While we believe the removal of power or fuel subsidies is in the right direction, it would also be useful to disseminate more clearly the measures to protect the welfare of the poor. As to the trade policies, there are concerns that the current set of measures rely more on administrative control over imports and it can have very negative medium to long-term effects.
The social protection system in Vietnam is not well developed. During the global economic crisis, Vietnam has quickly formulated and implemented economic stimulus measures and we did commend the government in doing so. But in fact, we are aware that such economic stimulus measures were, in a way, social protection measures as Vietnam needed to have a reasonable level of economic growth to absorb new entrants to the labour market in the absence of effective systems to address the issue of unemployment.

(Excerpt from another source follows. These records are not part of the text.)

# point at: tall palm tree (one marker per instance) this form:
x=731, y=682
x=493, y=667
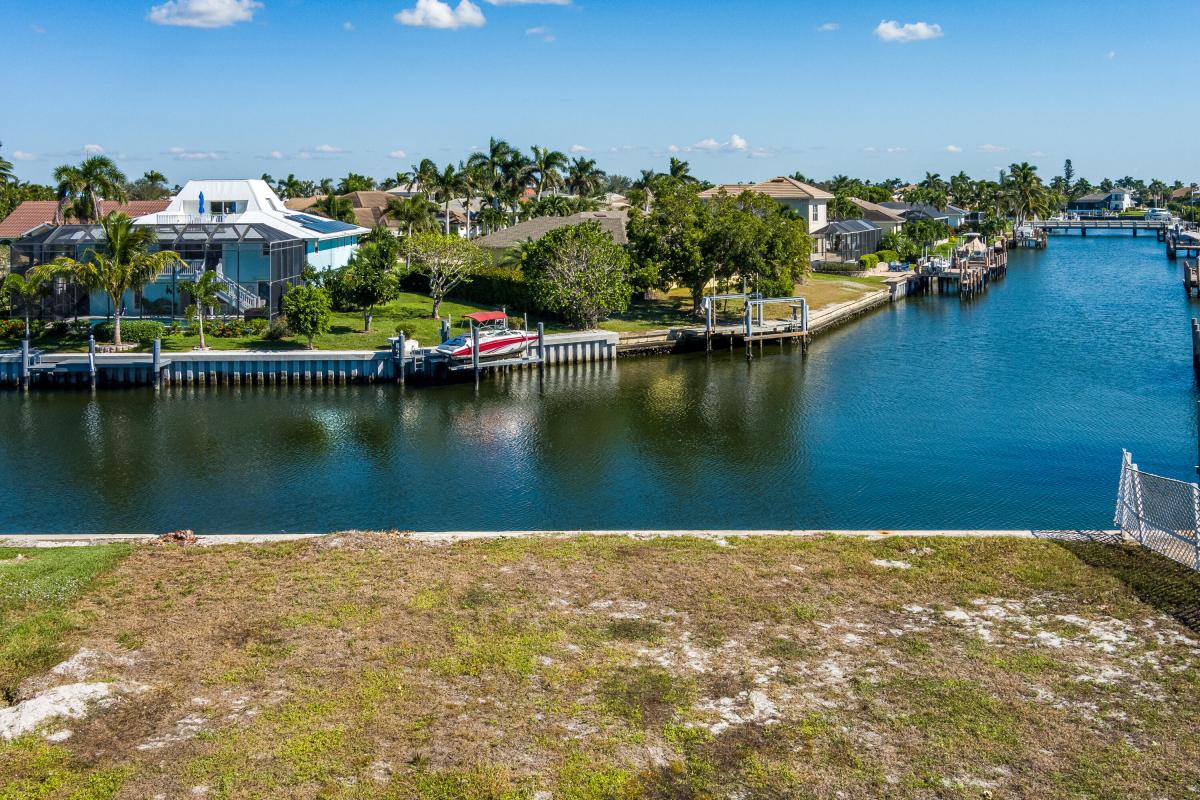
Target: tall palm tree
x=491, y=163
x=335, y=208
x=123, y=264
x=28, y=288
x=516, y=175
x=1025, y=193
x=681, y=170
x=204, y=292
x=84, y=186
x=447, y=186
x=583, y=176
x=546, y=166
x=417, y=214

In order for Vietnam to improve its resilience, it is important to develop a good social protection system so that the government does not have to rely on growth policies in the context of unfavourable macroeconomic climate. We have been repeatedly emphasising the importance of improved transparency, or the availability of economic and financial data and information. In anticipation of continued inflation, people buy US dollars and gold to protect the value of their assets, putting the pressure on the value of the Vietnamese currency and reducing foreign exchange reserves. As the prices of things are going up, people tend to think of increasing the prices of what they sell, resulting in spiral inflation driven by psychological factors.
While we welcome the government’s plan to improve availability of statistical information in the near future, it would be useful to advance the schedule and also deepen the scope of such an initiative. The unfortunate reality is that the efforts to control inflation and restore macroeconomic stability can hardly be achieved without a pain. And as the efforts to restore macroeconomic stability would require fundamental reforms of economic institutions, it would also require great courage and determination. Vietnam should pursue effective implementation of Resolution 11, and also embark on fundamental reforms of economic institutions, in order for Vietnam to successfully avoid middle income country traps, and to realise its full potentials to further transform the country to have higher value-added.
The key in this regard must be to improve the overall efficiency of the Vietnamese economy to enable Vietnam’s deeper participation in the regional and global value chains. We also hope that Vietnam will continue to pay particular attention to the welfare of its people, because, after all, the socio-economic development of Vietnam should benefit all the Vietnamese people including the poor.